Calcium-antagonists and islet function. VI. Effects of barium.

The modality of Ba2+-induced insulin release was investigated in the isolated perfused rat pancreas. The insulinotropic action of Ba2+ was antagonized by Ca2+, Mg2+ and verapamil, and enhanced by EGTA, theophylline, glucose and cytochalasin B. Likewise the net uptake of 133Ba2+ by isolated islets was inhibited by Ca2+, Mg2+ and verapamil. Glucose increased 133Ba2+ net uptake, but only when sufficient Ba2+ had accumulated in the islets. Theophylline failed to affect 133Ba2+ net uptake.
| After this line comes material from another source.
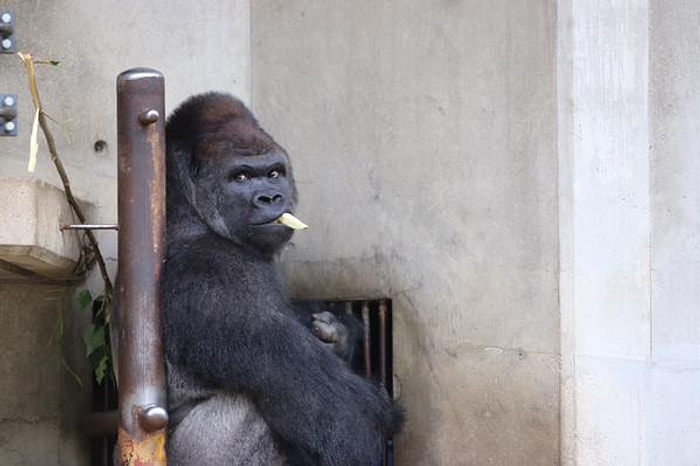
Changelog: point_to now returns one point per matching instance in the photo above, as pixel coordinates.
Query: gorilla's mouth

These data suggest that (i) Ba2+-induced insulin release is dependent on the accumulation of this cation in the B-cell; (ii) Ba2+ inward transport in the B-cell occurs through a verapamil-sensitive channel characterized by competition between Ba2+, Ca2+ and Mg2+; and (iii) the enhancing effect of theophylline upon insulin release could be due to an intracellular translocation of alkaline-earth cations rather than to an increase in their net uptake. The present findings also support the idea that insulin release can be triggered by the accumulation of suitable divalent cations in a critical site of the B-cell, leading to the activation of a cytochalasin B-response effector system.